Within soft or hard CTAs, wording matters. Test different phrasings to find what drives clicks.
Action verbs: "Get", "Download", "Start", "Book", "Watch", "See", "Try". Active language outperforms passive. "Get the guide" beats "Guide available". "Book demo" beats "Demo option". Test which verbs resonate per segment.
Value-focused CTAs: Emphasise what they get, not what they do. "Get the ROI calculator" beats "Download now". "See pricing" beats "Contact sales". "Watch the 2-minute demo" beats "View demo" (2-minute tells them time investment is low).
For cybersecurity training: "Get the breach cost calculator" (tells them what they receive) beats "Download calculator" (generic). "See 30-second setup demo" (emphasises speed) beats "Watch demo" (generic).
Urgency CTAs: Add time pressure when appropriate. "Book demo this week" versus "Book demo". "Limited spots remaining" versus "Register now". "Get the report today" versus "Get the report". Urgency works for hot traffic and urgent segments (breach-reactive). Urgency backfires for cold traffic (feels pushy).
Test 3-4 CTA variations per campaign. Track click-through from ad to landing page (not just ad clicks, but completed actions). A CTA that drives ad clicks but doesn't convert on the landing page is mismatched.
Where the CTA appears and how it's designed affects conversion.

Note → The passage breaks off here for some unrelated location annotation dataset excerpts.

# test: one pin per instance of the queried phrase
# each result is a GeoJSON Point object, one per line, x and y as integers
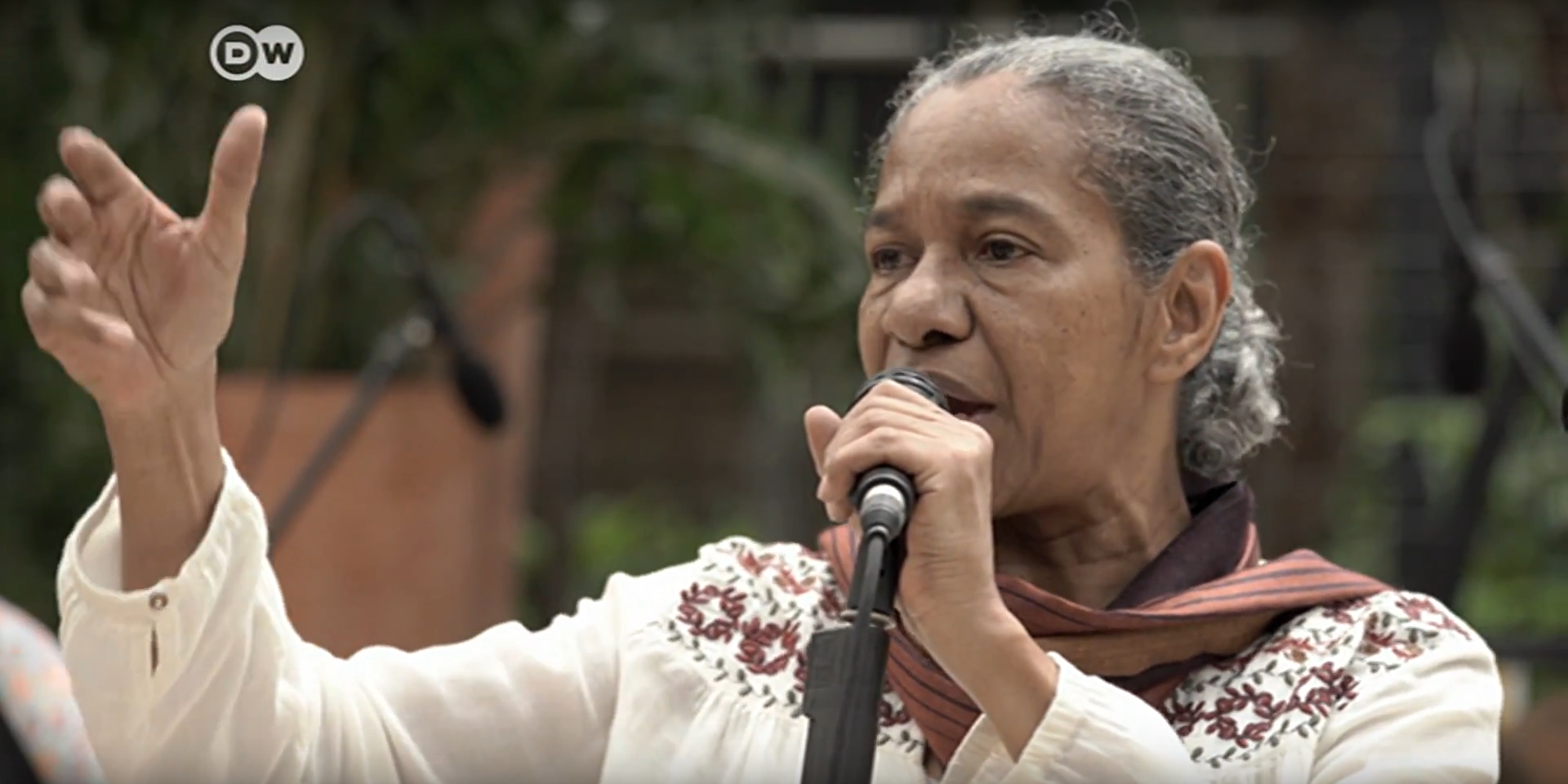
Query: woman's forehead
{"type": "Point", "coordinates": [995, 134]}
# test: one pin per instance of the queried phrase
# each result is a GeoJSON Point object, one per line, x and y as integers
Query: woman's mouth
{"type": "Point", "coordinates": [966, 410]}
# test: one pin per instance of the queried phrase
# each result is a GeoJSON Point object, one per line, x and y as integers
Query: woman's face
{"type": "Point", "coordinates": [1000, 274]}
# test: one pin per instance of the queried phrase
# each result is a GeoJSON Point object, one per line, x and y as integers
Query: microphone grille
{"type": "Point", "coordinates": [910, 378]}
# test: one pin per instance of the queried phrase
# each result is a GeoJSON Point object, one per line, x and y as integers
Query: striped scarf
{"type": "Point", "coordinates": [1203, 599]}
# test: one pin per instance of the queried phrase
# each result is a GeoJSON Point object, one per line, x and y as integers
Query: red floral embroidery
{"type": "Point", "coordinates": [1295, 679]}
{"type": "Point", "coordinates": [758, 608]}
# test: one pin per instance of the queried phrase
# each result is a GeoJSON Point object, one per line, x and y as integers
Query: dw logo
{"type": "Point", "coordinates": [238, 54]}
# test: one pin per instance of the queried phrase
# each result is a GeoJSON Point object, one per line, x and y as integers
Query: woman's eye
{"type": "Point", "coordinates": [1000, 252]}
{"type": "Point", "coordinates": [886, 259]}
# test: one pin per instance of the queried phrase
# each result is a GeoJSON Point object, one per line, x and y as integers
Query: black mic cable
{"type": "Point", "coordinates": [433, 318]}
{"type": "Point", "coordinates": [849, 666]}
{"type": "Point", "coordinates": [474, 381]}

Button versus text link: Buttons typically outperform text links because they're visually distinct. Test button colour (contrasting with background), button size (large enough to be obvious, not so large it feels aggressive), button copy (action verb + value).
For LinkedIn ads: button CTA at bottom of ad copy. For Google search: button in ad extensions plus text link in description. For display ads: button overlaid on image (because display ads have less copy).

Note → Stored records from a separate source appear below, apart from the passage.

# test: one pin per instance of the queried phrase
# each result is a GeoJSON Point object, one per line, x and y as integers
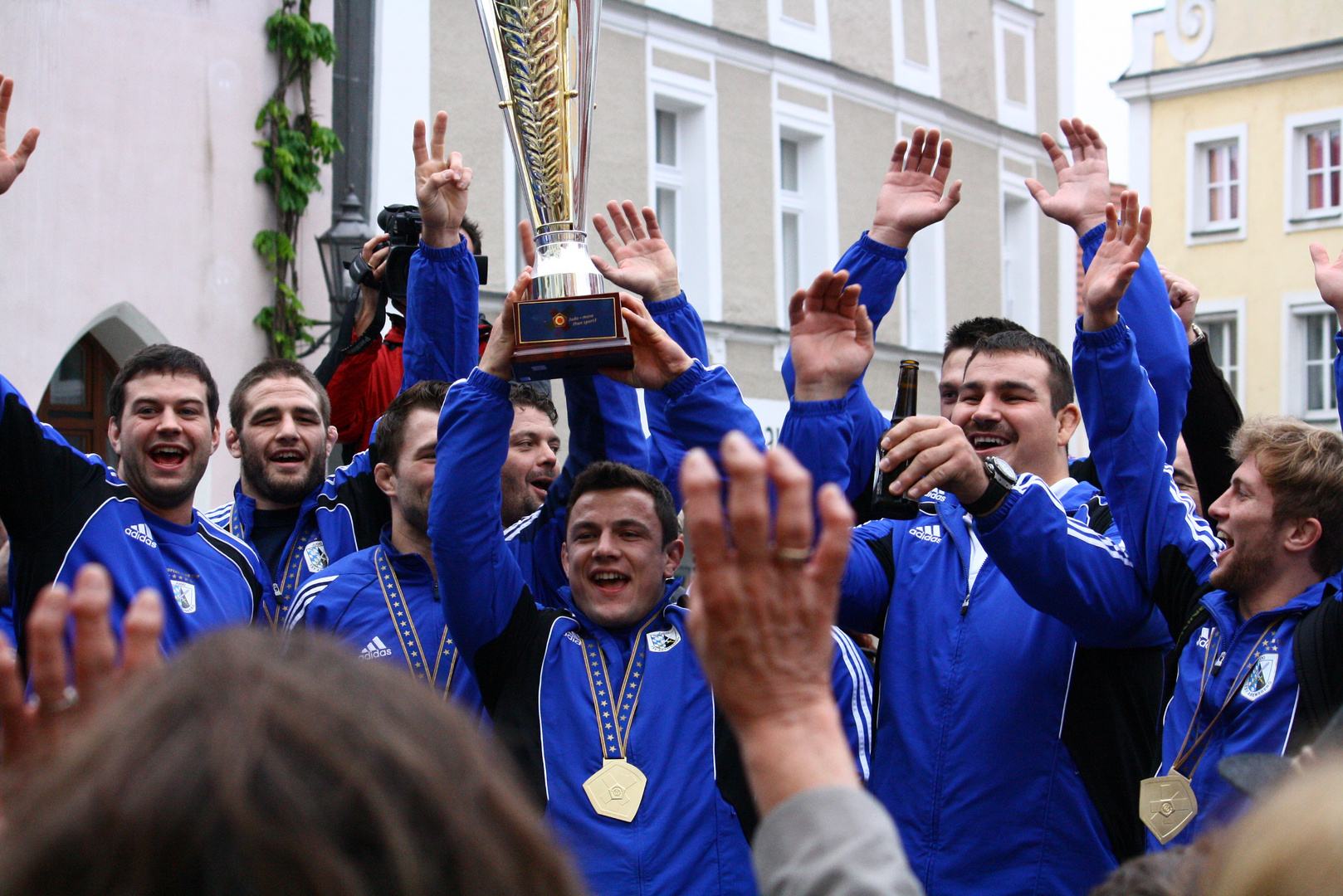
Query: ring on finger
{"type": "Point", "coordinates": [793, 555]}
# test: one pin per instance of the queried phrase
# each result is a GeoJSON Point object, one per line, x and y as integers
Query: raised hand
{"type": "Point", "coordinates": [1184, 297]}
{"type": "Point", "coordinates": [12, 165]}
{"type": "Point", "coordinates": [1082, 186]}
{"type": "Point", "coordinates": [1329, 278]}
{"type": "Point", "coordinates": [760, 614]}
{"type": "Point", "coordinates": [911, 197]}
{"type": "Point", "coordinates": [643, 261]}
{"type": "Point", "coordinates": [830, 338]}
{"type": "Point", "coordinates": [38, 726]}
{"type": "Point", "coordinates": [1116, 262]}
{"type": "Point", "coordinates": [657, 358]}
{"type": "Point", "coordinates": [497, 358]}
{"type": "Point", "coordinates": [441, 186]}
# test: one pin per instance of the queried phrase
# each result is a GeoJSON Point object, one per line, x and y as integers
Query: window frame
{"type": "Point", "coordinates": [1228, 309]}
{"type": "Point", "coordinates": [817, 193]}
{"type": "Point", "coordinates": [1297, 308]}
{"type": "Point", "coordinates": [1297, 217]}
{"type": "Point", "coordinates": [1012, 17]}
{"type": "Point", "coordinates": [699, 222]}
{"type": "Point", "coordinates": [1199, 230]}
{"type": "Point", "coordinates": [912, 75]}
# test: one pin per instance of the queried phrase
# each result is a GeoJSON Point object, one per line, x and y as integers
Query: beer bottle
{"type": "Point", "coordinates": [884, 504]}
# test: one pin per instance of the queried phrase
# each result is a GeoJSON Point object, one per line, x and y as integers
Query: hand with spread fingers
{"type": "Point", "coordinates": [830, 338]}
{"type": "Point", "coordinates": [34, 727]}
{"type": "Point", "coordinates": [914, 193]}
{"type": "Point", "coordinates": [12, 165]}
{"type": "Point", "coordinates": [1127, 232]}
{"type": "Point", "coordinates": [441, 186]}
{"type": "Point", "coordinates": [643, 261]}
{"type": "Point", "coordinates": [1082, 186]}
{"type": "Point", "coordinates": [657, 358]}
{"type": "Point", "coordinates": [760, 613]}
{"type": "Point", "coordinates": [1329, 277]}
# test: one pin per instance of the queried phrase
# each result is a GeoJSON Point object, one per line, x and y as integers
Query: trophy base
{"type": "Point", "coordinates": [576, 336]}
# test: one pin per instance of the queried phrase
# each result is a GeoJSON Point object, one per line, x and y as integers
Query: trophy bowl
{"type": "Point", "coordinates": [545, 56]}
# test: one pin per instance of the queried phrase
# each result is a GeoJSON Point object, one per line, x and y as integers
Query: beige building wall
{"type": "Point", "coordinates": [1252, 82]}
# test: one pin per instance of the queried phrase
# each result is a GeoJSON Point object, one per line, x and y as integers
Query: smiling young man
{"type": "Point", "coordinates": [65, 508]}
{"type": "Point", "coordinates": [1256, 616]}
{"type": "Point", "coordinates": [599, 696]}
{"type": "Point", "coordinates": [295, 516]}
{"type": "Point", "coordinates": [1025, 711]}
{"type": "Point", "coordinates": [384, 601]}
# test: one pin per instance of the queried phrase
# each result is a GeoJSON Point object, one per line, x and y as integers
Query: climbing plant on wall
{"type": "Point", "coordinates": [295, 148]}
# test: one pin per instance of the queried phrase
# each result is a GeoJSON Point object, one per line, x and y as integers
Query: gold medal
{"type": "Point", "coordinates": [617, 790]}
{"type": "Point", "coordinates": [1166, 805]}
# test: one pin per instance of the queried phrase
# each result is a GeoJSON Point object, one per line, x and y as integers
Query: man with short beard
{"type": "Point", "coordinates": [1255, 613]}
{"type": "Point", "coordinates": [65, 508]}
{"type": "Point", "coordinates": [384, 601]}
{"type": "Point", "coordinates": [285, 507]}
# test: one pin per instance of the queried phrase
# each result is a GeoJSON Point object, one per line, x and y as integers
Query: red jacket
{"type": "Point", "coordinates": [364, 384]}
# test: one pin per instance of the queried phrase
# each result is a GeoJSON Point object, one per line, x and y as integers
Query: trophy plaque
{"type": "Point", "coordinates": [545, 56]}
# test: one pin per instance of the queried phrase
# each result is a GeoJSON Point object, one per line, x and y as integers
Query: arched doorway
{"type": "Point", "coordinates": [76, 402]}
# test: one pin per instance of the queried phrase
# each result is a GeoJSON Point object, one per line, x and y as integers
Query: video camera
{"type": "Point", "coordinates": [403, 226]}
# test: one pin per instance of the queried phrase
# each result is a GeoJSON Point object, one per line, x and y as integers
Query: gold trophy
{"type": "Point", "coordinates": [543, 63]}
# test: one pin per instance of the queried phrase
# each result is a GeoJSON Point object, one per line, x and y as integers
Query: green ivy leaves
{"type": "Point", "coordinates": [293, 152]}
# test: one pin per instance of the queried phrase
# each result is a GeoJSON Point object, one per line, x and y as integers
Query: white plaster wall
{"type": "Point", "coordinates": [141, 188]}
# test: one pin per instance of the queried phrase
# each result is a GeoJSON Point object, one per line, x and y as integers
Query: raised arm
{"type": "Point", "coordinates": [486, 589]}
{"type": "Point", "coordinates": [1213, 414]}
{"type": "Point", "coordinates": [1173, 550]}
{"type": "Point", "coordinates": [1080, 202]}
{"type": "Point", "coordinates": [442, 296]}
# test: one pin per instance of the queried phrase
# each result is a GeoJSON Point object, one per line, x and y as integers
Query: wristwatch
{"type": "Point", "coordinates": [1001, 479]}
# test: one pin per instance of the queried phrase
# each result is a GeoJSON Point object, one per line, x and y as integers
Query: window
{"type": "Point", "coordinates": [1315, 169]}
{"type": "Point", "coordinates": [1216, 197]}
{"type": "Point", "coordinates": [667, 173]}
{"type": "Point", "coordinates": [1321, 397]}
{"type": "Point", "coordinates": [684, 169]}
{"type": "Point", "coordinates": [1014, 50]}
{"type": "Point", "coordinates": [1221, 188]}
{"type": "Point", "coordinates": [1223, 343]}
{"type": "Point", "coordinates": [1019, 258]}
{"type": "Point", "coordinates": [915, 34]}
{"type": "Point", "coordinates": [802, 26]}
{"type": "Point", "coordinates": [804, 180]}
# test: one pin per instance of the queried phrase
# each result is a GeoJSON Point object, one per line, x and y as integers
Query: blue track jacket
{"type": "Point", "coordinates": [65, 508]}
{"type": "Point", "coordinates": [530, 666]}
{"type": "Point", "coordinates": [1174, 551]}
{"type": "Point", "coordinates": [878, 269]}
{"type": "Point", "coordinates": [989, 665]}
{"type": "Point", "coordinates": [399, 622]}
{"type": "Point", "coordinates": [348, 511]}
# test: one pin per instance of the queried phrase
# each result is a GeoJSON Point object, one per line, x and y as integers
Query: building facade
{"type": "Point", "coordinates": [1234, 125]}
{"type": "Point", "coordinates": [760, 130]}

Above-the-fold placement: For short ad copy (LinkedIn, display), CTA must be visible immediately. For longer ad copy (landing pages, email), CTA placement depends on awareness stage. Hot traffic wants CTA up front. Cold traffic needs education first, CTA at bottom after you've built the case.
Multiple CTAs in long-form: If your ad or landing page has long copy (more than 150 words), include multiple CTAs. One after the hook (for people ready immediately), one mid-copy (for people convinced by proof), one at end (for people who read everything). Don't make people scroll back up to find the CTA.
Mobile considerations: On mobile, CTAs must be thumb-sized (minimum 48px tap target). Button placement matters more (top of screen easier to tap than bottom). Text must be readable (minimum 16px font). Test specifically on mobile because 60%+ of traffic is mobile.
Beyond awareness stage, different segments respond to different CTA intensity levels.
Segments that prefer soft CTAs: Risk-averse buyers (want to evaluate without committing), committee buyers (need to build internal case before talking to sales), price-sensitive buyers (want to confirm affordability before demo). For these segments, "Get pricing guide" outperforms "Talk to sales" even if they're solution-aware.
For proactive segment in cybersecurity training: they're building a business case. "Download ROI template" or "Get the security metrics guide" works better than "Book demo" because they need ammunition for internal approval. They'll book the demo eventually, but not yet.
Segments that prefer hard CTAs: Urgency-driven buyers (need it now), executive buyers (don't want to mess around), implementation-focused buyers (want to see if it works). For these segments, soft CTAs feel like delays.
For breach-reactive segment in cybersecurity training: they just had a breach and need training immediately. "Book demo today" or "Start trial now" works better than "Download guide". They don't want education, they want to evaluate and buy fast.
For compliance-driven segment: they need annual training done. "See setup demo" or "Get started" works better than "Learn about compliance training". They already know they need it, they just want to confirm yours is fast and easy.
Test both CTA types for each segment even if you think you know which will work. Data beats assumptions. Track not just clicks but completed conversions. A hard CTA that gets fewer clicks but higher conversion might be better than a soft CTA with more clicks but lower conversion.